The Association of Plastic and Reconstructive Surgeons of Southern Africa is monitoring about eight general practitioners in Gauteng and the Western Cape who have abandoned patients to suffer septic infections, hideous dents in their bodies from over-enthusiastic liposuction procedures, or hips and breasts that are different sizes.
The problem, it says, is that the Health Professions Council of SA is not doing enough to protect the unsuspecting public from unqualified doctors offering cut-price cosmetic surgery.
An executive committee member of the plastic surgeons' association, Dr Chris Snijman, said yesterday: "There are six or seven GPs that we are watching in Gauteng, with easily three or four complaints [against] each."
There was "one chap who started to fiddle in Cape Town" but this was probably "underestimating" the total.
The average cost for a tummy tuck by a qualified cosmetic surgeon is R32000. A breast implant or reduction costs about R28000 and half an hour of liposuction R14000.
But a doctor not qualified in plastic surgery could undercut the price to R7000 for half an hour of liposuction, for example.
Snijman said unsuspecting patients "shop around" before settling on a surgeon because they have to pay for the operations themselves.
"The problem is that a lot of patients feel guilty [afterwards] for going to a GP ."
But unless the problems were reported, the HPCSA and APRSA could do little about them, said Snijman.
In the last financial year, the HPCSA finalised 15 cases of negligence, 31 cases of insufficient care, 10 cases of practising outside the scope of competence and 26 cases of incompetence against doctors.

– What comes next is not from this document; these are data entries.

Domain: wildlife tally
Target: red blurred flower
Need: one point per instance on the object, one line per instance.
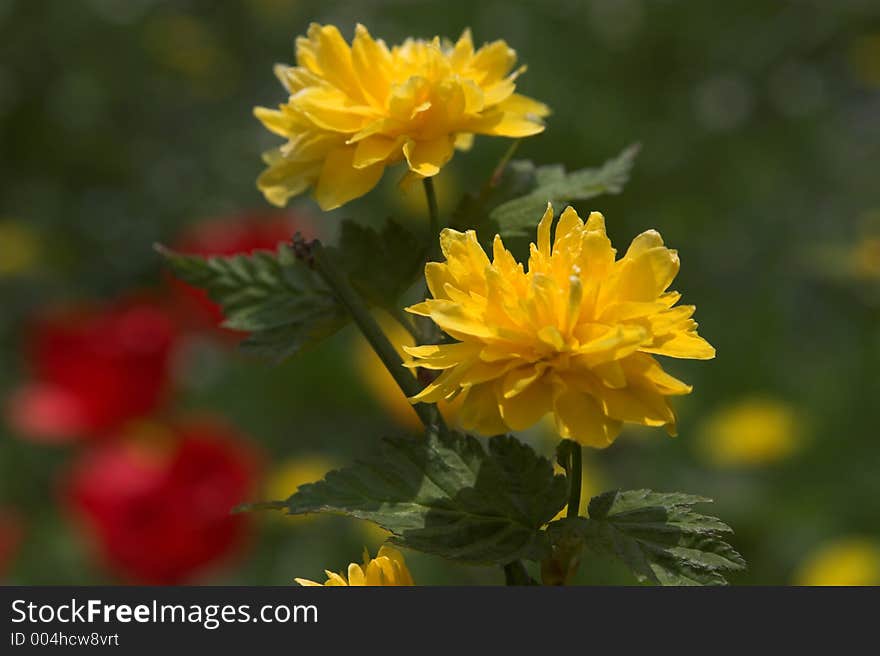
(236, 235)
(157, 505)
(11, 534)
(93, 370)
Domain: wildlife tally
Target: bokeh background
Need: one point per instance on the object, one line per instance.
(130, 422)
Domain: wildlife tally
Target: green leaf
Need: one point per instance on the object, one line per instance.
(283, 305)
(513, 207)
(444, 494)
(381, 265)
(657, 535)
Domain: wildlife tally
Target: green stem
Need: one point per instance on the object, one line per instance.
(575, 473)
(433, 219)
(352, 302)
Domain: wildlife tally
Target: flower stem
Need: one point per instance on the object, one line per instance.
(349, 298)
(433, 218)
(575, 474)
(515, 573)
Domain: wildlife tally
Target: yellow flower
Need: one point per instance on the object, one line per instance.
(574, 336)
(286, 478)
(353, 110)
(380, 382)
(751, 432)
(851, 561)
(387, 568)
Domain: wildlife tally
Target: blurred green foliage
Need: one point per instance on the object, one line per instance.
(122, 121)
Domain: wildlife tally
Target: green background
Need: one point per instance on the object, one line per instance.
(122, 121)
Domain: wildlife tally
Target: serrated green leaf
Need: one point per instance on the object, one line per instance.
(445, 495)
(283, 305)
(381, 265)
(514, 205)
(657, 535)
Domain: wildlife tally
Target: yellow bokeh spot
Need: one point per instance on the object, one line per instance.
(284, 479)
(850, 561)
(19, 248)
(754, 431)
(592, 484)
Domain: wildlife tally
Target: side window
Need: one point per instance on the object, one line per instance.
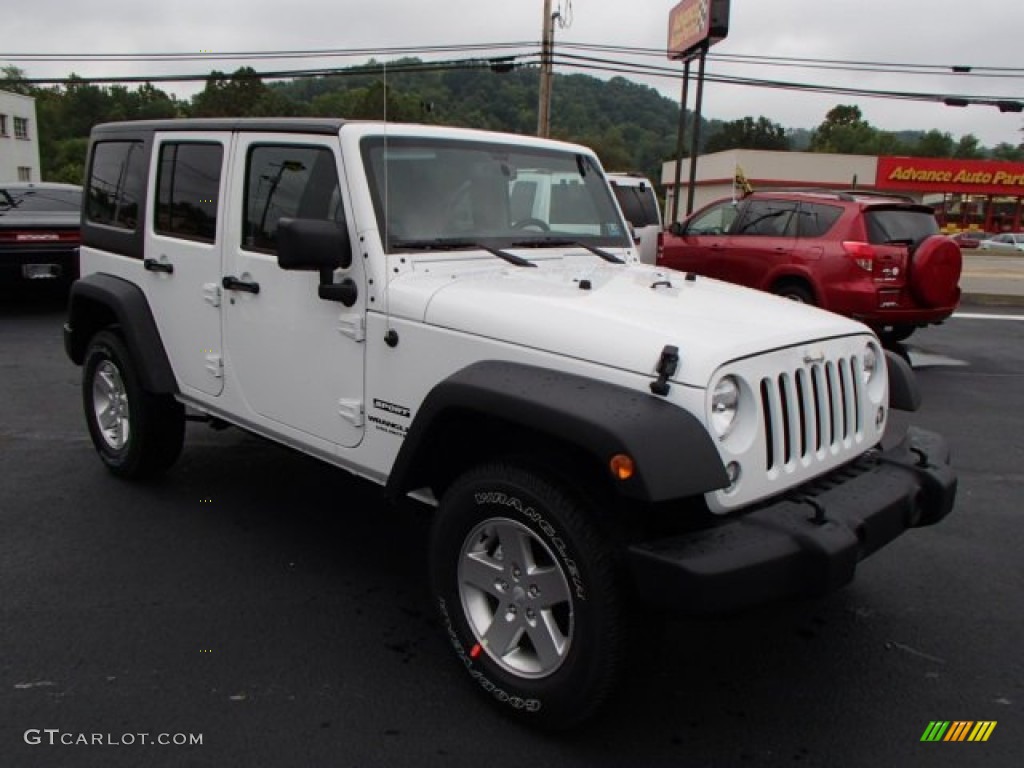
(716, 220)
(187, 187)
(816, 219)
(288, 181)
(116, 183)
(768, 218)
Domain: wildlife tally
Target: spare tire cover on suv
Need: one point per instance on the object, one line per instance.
(935, 275)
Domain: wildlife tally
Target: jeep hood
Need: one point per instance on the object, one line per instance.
(621, 316)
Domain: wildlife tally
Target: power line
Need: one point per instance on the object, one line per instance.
(507, 62)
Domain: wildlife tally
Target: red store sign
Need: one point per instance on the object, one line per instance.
(972, 176)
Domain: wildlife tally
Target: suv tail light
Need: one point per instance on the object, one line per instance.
(862, 254)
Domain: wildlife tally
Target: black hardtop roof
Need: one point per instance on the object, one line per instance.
(327, 126)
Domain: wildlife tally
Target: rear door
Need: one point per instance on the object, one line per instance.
(896, 231)
(183, 254)
(763, 238)
(701, 247)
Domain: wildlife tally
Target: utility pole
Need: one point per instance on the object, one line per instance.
(547, 46)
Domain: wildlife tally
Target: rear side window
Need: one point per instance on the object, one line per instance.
(899, 225)
(117, 183)
(638, 204)
(768, 218)
(816, 219)
(288, 182)
(187, 190)
(40, 199)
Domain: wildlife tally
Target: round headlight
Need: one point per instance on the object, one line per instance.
(870, 363)
(724, 406)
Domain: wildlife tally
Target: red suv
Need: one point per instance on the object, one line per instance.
(879, 259)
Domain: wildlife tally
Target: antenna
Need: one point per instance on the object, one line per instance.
(390, 337)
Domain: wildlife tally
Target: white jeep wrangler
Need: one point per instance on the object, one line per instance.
(462, 316)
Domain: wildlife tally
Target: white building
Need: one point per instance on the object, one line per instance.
(985, 195)
(18, 138)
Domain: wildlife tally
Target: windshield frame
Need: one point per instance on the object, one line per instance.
(443, 199)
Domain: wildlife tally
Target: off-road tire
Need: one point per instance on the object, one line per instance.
(528, 531)
(137, 434)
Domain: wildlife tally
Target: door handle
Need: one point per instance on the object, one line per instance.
(233, 284)
(158, 266)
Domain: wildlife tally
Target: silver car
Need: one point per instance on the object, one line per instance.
(1004, 242)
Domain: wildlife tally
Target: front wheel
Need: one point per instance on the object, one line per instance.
(527, 595)
(137, 434)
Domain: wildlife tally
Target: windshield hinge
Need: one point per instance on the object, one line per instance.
(352, 326)
(215, 366)
(211, 293)
(351, 411)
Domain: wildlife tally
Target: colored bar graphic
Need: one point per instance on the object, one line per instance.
(935, 730)
(958, 730)
(982, 731)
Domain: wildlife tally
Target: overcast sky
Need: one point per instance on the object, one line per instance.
(978, 33)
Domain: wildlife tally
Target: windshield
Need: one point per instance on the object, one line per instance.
(435, 193)
(40, 199)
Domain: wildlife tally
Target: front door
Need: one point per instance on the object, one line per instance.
(296, 359)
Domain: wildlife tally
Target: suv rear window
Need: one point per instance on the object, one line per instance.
(895, 224)
(816, 219)
(638, 204)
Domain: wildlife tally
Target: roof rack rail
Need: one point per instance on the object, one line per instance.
(847, 196)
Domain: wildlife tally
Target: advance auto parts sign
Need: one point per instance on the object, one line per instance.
(693, 22)
(973, 176)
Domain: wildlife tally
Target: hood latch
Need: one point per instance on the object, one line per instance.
(667, 366)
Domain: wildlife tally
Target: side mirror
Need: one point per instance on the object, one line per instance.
(317, 246)
(312, 245)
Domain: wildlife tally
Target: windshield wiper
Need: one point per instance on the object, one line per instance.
(567, 243)
(446, 244)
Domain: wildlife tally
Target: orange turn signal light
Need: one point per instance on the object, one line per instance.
(622, 466)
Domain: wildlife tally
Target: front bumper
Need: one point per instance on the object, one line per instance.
(807, 543)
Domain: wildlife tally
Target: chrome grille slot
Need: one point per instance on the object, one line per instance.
(811, 412)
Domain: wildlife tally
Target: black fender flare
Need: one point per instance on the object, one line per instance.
(903, 392)
(674, 455)
(98, 299)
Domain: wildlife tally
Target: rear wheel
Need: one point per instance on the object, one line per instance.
(137, 434)
(795, 292)
(895, 334)
(527, 594)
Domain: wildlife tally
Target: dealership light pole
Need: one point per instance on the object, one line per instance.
(694, 26)
(547, 66)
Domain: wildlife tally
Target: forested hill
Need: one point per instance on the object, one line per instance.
(631, 126)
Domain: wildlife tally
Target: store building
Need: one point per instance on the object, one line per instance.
(18, 138)
(984, 195)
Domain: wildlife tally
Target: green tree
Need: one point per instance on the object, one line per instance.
(237, 95)
(845, 130)
(934, 144)
(1006, 151)
(749, 133)
(969, 147)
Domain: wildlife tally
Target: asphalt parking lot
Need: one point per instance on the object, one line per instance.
(278, 608)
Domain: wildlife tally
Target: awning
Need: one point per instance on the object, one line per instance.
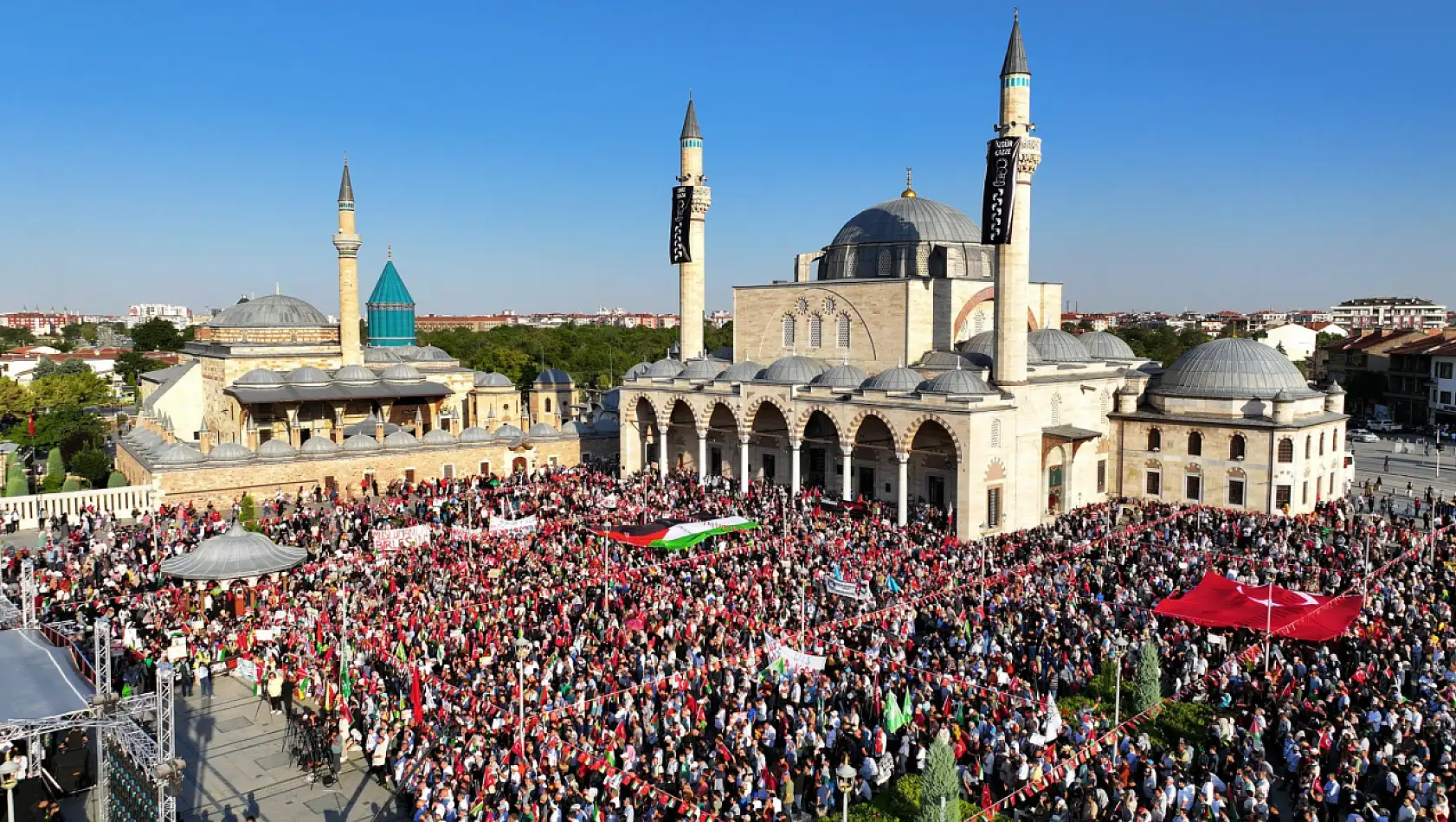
(1071, 433)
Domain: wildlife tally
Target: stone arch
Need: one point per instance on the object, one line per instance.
(852, 429)
(956, 438)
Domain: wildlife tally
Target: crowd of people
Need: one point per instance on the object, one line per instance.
(554, 674)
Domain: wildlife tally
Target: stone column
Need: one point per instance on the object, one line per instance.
(743, 463)
(903, 514)
(794, 465)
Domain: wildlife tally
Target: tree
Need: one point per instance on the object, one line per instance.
(156, 335)
(92, 465)
(60, 390)
(939, 781)
(132, 364)
(1148, 690)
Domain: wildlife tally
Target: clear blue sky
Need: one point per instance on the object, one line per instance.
(520, 155)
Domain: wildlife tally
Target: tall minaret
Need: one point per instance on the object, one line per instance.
(1014, 260)
(691, 273)
(348, 245)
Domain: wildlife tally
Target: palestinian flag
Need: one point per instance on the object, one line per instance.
(676, 534)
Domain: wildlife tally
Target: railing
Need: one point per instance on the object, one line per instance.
(121, 501)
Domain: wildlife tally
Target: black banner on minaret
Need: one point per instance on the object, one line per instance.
(682, 247)
(1001, 189)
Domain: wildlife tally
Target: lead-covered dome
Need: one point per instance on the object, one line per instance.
(1103, 345)
(271, 311)
(1232, 369)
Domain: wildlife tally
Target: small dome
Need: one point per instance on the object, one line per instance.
(493, 380)
(179, 454)
(899, 379)
(1232, 369)
(792, 371)
(380, 356)
(744, 371)
(554, 377)
(399, 440)
(271, 311)
(663, 369)
(431, 354)
(361, 442)
(842, 377)
(316, 447)
(1056, 345)
(475, 433)
(309, 376)
(230, 453)
(702, 369)
(403, 373)
(260, 379)
(1103, 345)
(958, 383)
(356, 376)
(273, 450)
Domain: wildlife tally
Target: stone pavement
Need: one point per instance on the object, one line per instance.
(236, 766)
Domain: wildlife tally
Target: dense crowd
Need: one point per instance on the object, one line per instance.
(552, 674)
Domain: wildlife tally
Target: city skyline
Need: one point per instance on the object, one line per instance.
(504, 179)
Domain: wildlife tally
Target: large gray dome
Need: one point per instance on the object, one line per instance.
(271, 311)
(1056, 345)
(792, 371)
(1103, 345)
(909, 220)
(1234, 369)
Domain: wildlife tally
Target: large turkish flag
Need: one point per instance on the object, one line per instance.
(1221, 602)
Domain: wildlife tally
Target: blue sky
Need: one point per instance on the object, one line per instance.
(519, 156)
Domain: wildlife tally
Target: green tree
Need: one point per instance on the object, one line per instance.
(1148, 690)
(939, 783)
(92, 465)
(70, 390)
(156, 335)
(132, 364)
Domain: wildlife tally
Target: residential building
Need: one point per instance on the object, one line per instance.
(1389, 313)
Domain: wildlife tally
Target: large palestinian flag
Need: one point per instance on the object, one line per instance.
(677, 534)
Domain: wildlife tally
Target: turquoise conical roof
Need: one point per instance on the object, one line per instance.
(390, 287)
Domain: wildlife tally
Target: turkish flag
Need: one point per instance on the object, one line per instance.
(1222, 602)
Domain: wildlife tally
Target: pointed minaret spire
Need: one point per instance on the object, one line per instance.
(691, 121)
(1015, 61)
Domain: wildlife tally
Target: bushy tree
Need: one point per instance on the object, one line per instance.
(939, 781)
(1149, 687)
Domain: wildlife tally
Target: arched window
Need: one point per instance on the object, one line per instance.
(1286, 450)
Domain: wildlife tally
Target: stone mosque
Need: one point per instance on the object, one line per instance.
(909, 361)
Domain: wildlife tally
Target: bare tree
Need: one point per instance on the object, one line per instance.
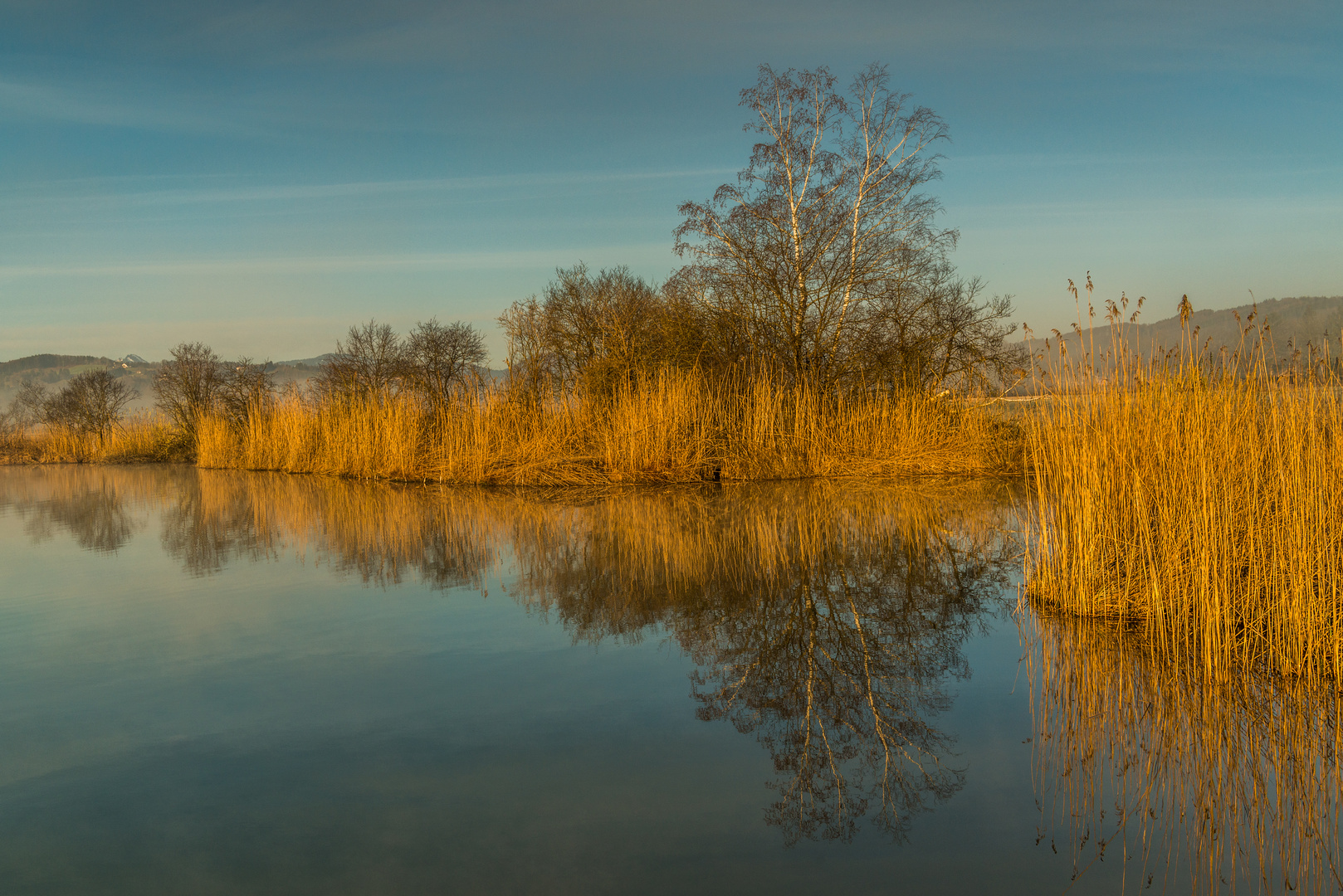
(935, 331)
(821, 222)
(90, 403)
(30, 406)
(369, 360)
(188, 383)
(439, 358)
(590, 332)
(243, 388)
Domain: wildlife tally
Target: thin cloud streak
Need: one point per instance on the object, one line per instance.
(369, 188)
(317, 264)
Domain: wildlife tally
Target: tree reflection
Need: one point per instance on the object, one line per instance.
(93, 508)
(826, 620)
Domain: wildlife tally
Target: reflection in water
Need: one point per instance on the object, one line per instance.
(828, 620)
(1221, 781)
(825, 618)
(97, 509)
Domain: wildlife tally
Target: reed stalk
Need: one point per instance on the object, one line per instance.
(1197, 499)
(667, 427)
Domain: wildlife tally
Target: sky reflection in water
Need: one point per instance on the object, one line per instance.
(215, 681)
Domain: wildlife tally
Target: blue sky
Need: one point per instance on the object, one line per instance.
(262, 175)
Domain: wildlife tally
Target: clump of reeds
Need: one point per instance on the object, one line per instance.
(1197, 496)
(667, 427)
(139, 438)
(1179, 777)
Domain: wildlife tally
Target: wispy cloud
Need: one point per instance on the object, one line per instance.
(148, 191)
(539, 258)
(101, 106)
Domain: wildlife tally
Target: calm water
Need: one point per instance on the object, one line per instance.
(252, 683)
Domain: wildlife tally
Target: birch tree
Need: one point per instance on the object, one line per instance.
(826, 218)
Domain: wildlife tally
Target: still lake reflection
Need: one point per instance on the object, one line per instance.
(217, 681)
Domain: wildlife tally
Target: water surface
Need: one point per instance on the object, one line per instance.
(217, 681)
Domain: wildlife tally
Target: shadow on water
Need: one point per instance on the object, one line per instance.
(826, 620)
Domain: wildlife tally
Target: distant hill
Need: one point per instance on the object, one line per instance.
(1292, 323)
(46, 362)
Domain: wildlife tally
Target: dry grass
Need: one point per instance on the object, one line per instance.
(143, 437)
(675, 427)
(1151, 765)
(1199, 500)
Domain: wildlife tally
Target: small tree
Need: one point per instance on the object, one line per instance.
(187, 384)
(591, 332)
(243, 387)
(90, 403)
(825, 219)
(369, 360)
(439, 358)
(30, 406)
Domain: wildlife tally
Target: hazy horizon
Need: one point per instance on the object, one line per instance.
(262, 176)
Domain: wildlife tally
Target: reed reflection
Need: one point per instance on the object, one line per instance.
(1227, 782)
(826, 618)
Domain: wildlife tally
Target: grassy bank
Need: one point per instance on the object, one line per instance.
(673, 427)
(1199, 503)
(140, 438)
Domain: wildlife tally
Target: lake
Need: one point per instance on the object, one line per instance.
(219, 681)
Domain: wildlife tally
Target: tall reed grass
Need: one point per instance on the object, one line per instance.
(1197, 497)
(141, 438)
(669, 427)
(1175, 777)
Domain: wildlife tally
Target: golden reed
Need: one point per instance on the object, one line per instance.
(140, 438)
(1178, 778)
(1197, 499)
(669, 427)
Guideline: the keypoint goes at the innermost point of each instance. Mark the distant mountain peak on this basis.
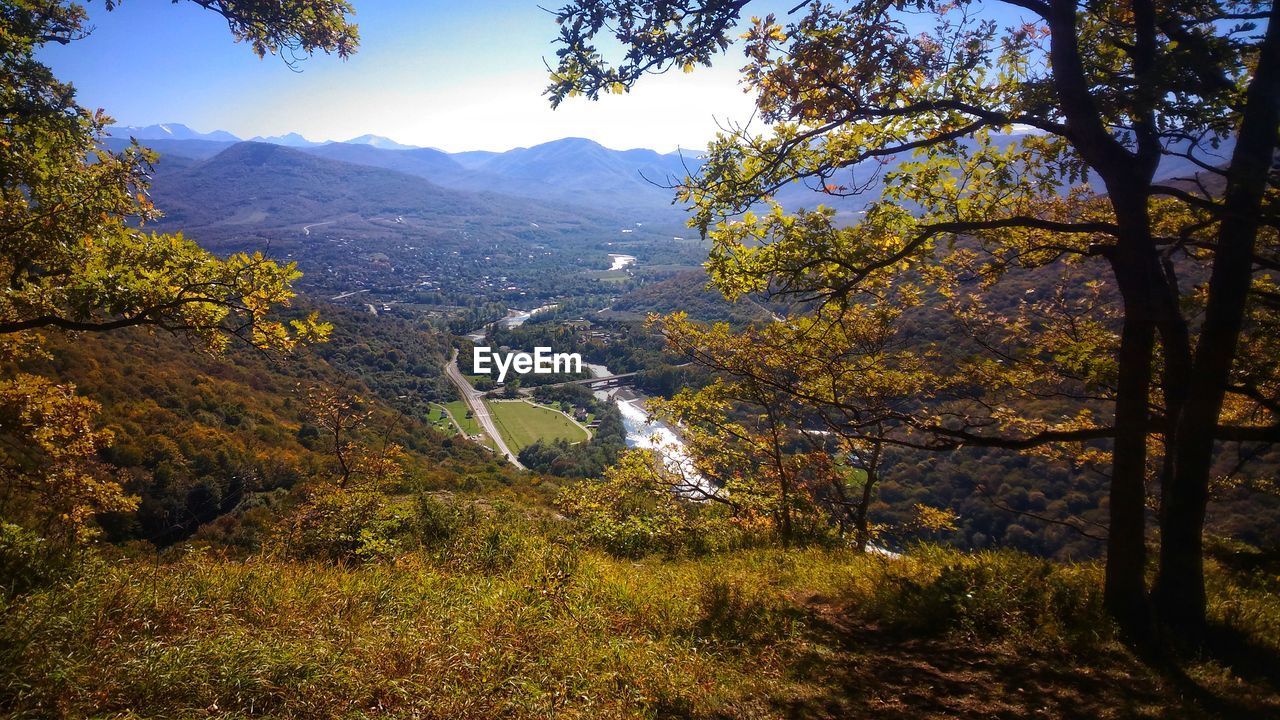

But it could not say how many of these involved botched plastic surgery.
Christo Botha, a GP from Kempton Park, was found guilty in May of unprofessional conduct for performing a breast reduction and failing to recognise the ensuing complications.
Marella O'Reilly, acting CEO and registrar for the HPCSA, said: "Where the practitioner is indeed guilty [the HPCSA ensures] that he or she is appropriately penalised."
Botha was suspended from the register for one year, suspended on condition that he did not perform any more cosmetic surgery for at least three years.
Before having a cosmetic procedure, patients should verify with the HPCSA that the practitioner has the qualifications and experience, O'Reilly said.